The report, given by the SDPD to the City Council’s Public Safety and Livable Neighborhoods Committee, says the department’s officer count stands at 1,861 as of today. The department is budgeted for 2,013 officers, leaving a deficit of 152 employees.

“The numbers are not good,” SDPD Chief Shelley Zimmerman said.

She said that of those in the fold, 126 are in the police academy or going through field training.

In addition to the officers who have left the department over the past nine months, 27 applicants who were given conditional job offers or were going through background checks opted to join other agencies, according to the report.

The report also sheds light on a shortfall in civilian staffing, which is budgeted for more than 525 positions, with only 478 filled.

According to police union leaders, the biggest hurdle in retaining experienced cops hasn’t been salaries specifically, but take-home pay. The City Council attempted to close the gap with nearby law enforcement agencies by offering more equipment and uniform allowances.

The council has also directed more money toward recruiting and expanding academy classes.

More recently, the city and San Diego Police Officers Association agreed to a tentative five-year deal that includes a 3.3 percent raise in each of the contract’s last two years.

The deal was approved by 88 percent of the SDPOA’s rank-and-file. The City Council will consider final ratification at its Monday meeting, after receiving an actuarial report on the impact of the raises on the San Diego City Employees Retirement System.
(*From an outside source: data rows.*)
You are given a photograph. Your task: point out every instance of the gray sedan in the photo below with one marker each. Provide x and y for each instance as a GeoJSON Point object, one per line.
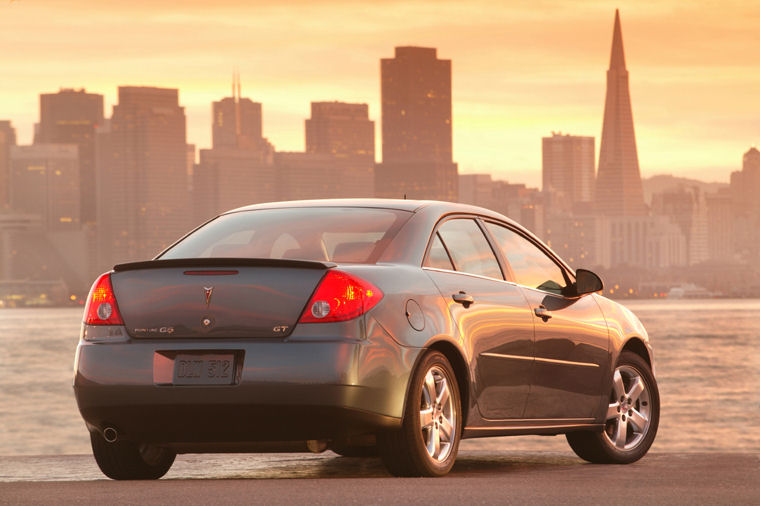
{"type": "Point", "coordinates": [367, 327]}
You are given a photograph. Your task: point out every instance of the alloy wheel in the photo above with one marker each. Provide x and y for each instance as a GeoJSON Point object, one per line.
{"type": "Point", "coordinates": [629, 411]}
{"type": "Point", "coordinates": [438, 416]}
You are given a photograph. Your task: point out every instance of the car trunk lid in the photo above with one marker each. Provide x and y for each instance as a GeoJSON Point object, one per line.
{"type": "Point", "coordinates": [224, 298]}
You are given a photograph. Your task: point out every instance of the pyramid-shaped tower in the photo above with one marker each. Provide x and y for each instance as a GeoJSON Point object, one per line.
{"type": "Point", "coordinates": [618, 184]}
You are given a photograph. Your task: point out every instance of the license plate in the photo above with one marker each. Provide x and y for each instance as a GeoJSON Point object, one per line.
{"type": "Point", "coordinates": [204, 370]}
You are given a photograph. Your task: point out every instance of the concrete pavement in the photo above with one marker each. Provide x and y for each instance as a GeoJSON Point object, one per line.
{"type": "Point", "coordinates": [479, 477]}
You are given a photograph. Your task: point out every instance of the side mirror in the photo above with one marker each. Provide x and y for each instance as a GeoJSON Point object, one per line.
{"type": "Point", "coordinates": [587, 282]}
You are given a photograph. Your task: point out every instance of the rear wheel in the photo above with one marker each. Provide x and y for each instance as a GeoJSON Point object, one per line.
{"type": "Point", "coordinates": [428, 441]}
{"type": "Point", "coordinates": [631, 420]}
{"type": "Point", "coordinates": [126, 460]}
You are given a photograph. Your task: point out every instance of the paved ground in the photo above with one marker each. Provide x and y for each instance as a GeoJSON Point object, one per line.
{"type": "Point", "coordinates": [479, 477]}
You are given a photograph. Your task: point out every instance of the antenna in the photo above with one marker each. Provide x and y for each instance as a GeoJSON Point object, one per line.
{"type": "Point", "coordinates": [236, 101]}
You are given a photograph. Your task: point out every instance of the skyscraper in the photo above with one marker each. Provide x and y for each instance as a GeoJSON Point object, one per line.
{"type": "Point", "coordinates": [236, 121]}
{"type": "Point", "coordinates": [143, 191]}
{"type": "Point", "coordinates": [340, 129]}
{"type": "Point", "coordinates": [341, 135]}
{"type": "Point", "coordinates": [7, 139]}
{"type": "Point", "coordinates": [568, 169]}
{"type": "Point", "coordinates": [71, 117]}
{"type": "Point", "coordinates": [618, 184]}
{"type": "Point", "coordinates": [239, 169]}
{"type": "Point", "coordinates": [416, 117]}
{"type": "Point", "coordinates": [45, 182]}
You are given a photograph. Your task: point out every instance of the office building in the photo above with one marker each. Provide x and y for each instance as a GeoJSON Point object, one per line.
{"type": "Point", "coordinates": [686, 206]}
{"type": "Point", "coordinates": [44, 181]}
{"type": "Point", "coordinates": [416, 127]}
{"type": "Point", "coordinates": [568, 171]}
{"type": "Point", "coordinates": [345, 132]}
{"type": "Point", "coordinates": [7, 140]}
{"type": "Point", "coordinates": [71, 117]}
{"type": "Point", "coordinates": [618, 184]}
{"type": "Point", "coordinates": [143, 191]}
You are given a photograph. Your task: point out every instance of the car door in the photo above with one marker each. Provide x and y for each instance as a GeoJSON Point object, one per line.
{"type": "Point", "coordinates": [571, 339]}
{"type": "Point", "coordinates": [492, 315]}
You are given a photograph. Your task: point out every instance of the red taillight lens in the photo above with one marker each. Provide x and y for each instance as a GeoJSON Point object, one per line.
{"type": "Point", "coordinates": [101, 308]}
{"type": "Point", "coordinates": [340, 296]}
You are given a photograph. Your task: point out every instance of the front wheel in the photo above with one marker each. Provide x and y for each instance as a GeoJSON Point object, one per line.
{"type": "Point", "coordinates": [126, 460]}
{"type": "Point", "coordinates": [632, 417]}
{"type": "Point", "coordinates": [428, 441]}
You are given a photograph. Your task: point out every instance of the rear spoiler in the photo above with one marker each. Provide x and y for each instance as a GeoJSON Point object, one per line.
{"type": "Point", "coordinates": [223, 262]}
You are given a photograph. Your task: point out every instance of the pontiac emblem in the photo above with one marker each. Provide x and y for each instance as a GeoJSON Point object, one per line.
{"type": "Point", "coordinates": [208, 290]}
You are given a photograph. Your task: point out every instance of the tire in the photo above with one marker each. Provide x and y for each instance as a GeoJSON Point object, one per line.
{"type": "Point", "coordinates": [428, 441]}
{"type": "Point", "coordinates": [126, 460]}
{"type": "Point", "coordinates": [631, 420]}
{"type": "Point", "coordinates": [355, 451]}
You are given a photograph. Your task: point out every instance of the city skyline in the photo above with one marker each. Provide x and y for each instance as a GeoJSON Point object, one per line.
{"type": "Point", "coordinates": [692, 82]}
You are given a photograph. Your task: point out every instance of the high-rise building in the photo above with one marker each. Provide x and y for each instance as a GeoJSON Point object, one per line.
{"type": "Point", "coordinates": [745, 187]}
{"type": "Point", "coordinates": [686, 207]}
{"type": "Point", "coordinates": [340, 129]}
{"type": "Point", "coordinates": [416, 126]}
{"type": "Point", "coordinates": [7, 140]}
{"type": "Point", "coordinates": [618, 184]}
{"type": "Point", "coordinates": [745, 184]}
{"type": "Point", "coordinates": [344, 131]}
{"type": "Point", "coordinates": [71, 117]}
{"type": "Point", "coordinates": [227, 178]}
{"type": "Point", "coordinates": [720, 225]}
{"type": "Point", "coordinates": [143, 191]}
{"type": "Point", "coordinates": [237, 121]}
{"type": "Point", "coordinates": [239, 169]}
{"type": "Point", "coordinates": [568, 171]}
{"type": "Point", "coordinates": [318, 176]}
{"type": "Point", "coordinates": [44, 181]}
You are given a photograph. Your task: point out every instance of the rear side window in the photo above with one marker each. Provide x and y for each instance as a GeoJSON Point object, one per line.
{"type": "Point", "coordinates": [469, 249]}
{"type": "Point", "coordinates": [334, 234]}
{"type": "Point", "coordinates": [531, 266]}
{"type": "Point", "coordinates": [437, 257]}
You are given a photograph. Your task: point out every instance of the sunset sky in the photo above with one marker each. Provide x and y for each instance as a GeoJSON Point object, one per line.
{"type": "Point", "coordinates": [521, 69]}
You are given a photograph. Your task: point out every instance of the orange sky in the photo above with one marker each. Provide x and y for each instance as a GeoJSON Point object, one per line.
{"type": "Point", "coordinates": [521, 69]}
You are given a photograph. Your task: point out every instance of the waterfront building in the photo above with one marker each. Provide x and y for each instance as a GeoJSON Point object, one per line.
{"type": "Point", "coordinates": [344, 132]}
{"type": "Point", "coordinates": [516, 201]}
{"type": "Point", "coordinates": [239, 170]}
{"type": "Point", "coordinates": [686, 206]}
{"type": "Point", "coordinates": [416, 127]}
{"type": "Point", "coordinates": [7, 139]}
{"type": "Point", "coordinates": [44, 180]}
{"type": "Point", "coordinates": [745, 188]}
{"type": "Point", "coordinates": [618, 185]}
{"type": "Point", "coordinates": [71, 117]}
{"type": "Point", "coordinates": [720, 225]}
{"type": "Point", "coordinates": [317, 176]}
{"type": "Point", "coordinates": [568, 165]}
{"type": "Point", "coordinates": [237, 122]}
{"type": "Point", "coordinates": [143, 196]}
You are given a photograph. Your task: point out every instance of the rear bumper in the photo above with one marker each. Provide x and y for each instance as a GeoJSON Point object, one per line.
{"type": "Point", "coordinates": [285, 390]}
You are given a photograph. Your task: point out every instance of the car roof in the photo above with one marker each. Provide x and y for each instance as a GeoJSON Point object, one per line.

“It is my belief that with this total compensation package that will take effect on July 1, pending approval by the City Council, it will send a clear message to our current officers and a message to our future officers that the city is committed to hiring the very best to be San Diego police officers, and we are equally committed to keeping our highly trained officers right here at the San Diego Police Department,” Zimmerman said.

City and police leaders have an ultimate goal of returning to the Fiscal Year 2009 staffing level of 2,128 officers. At the current rate of recruiting and retention, it would take 20 years to get there, Zimmerman said.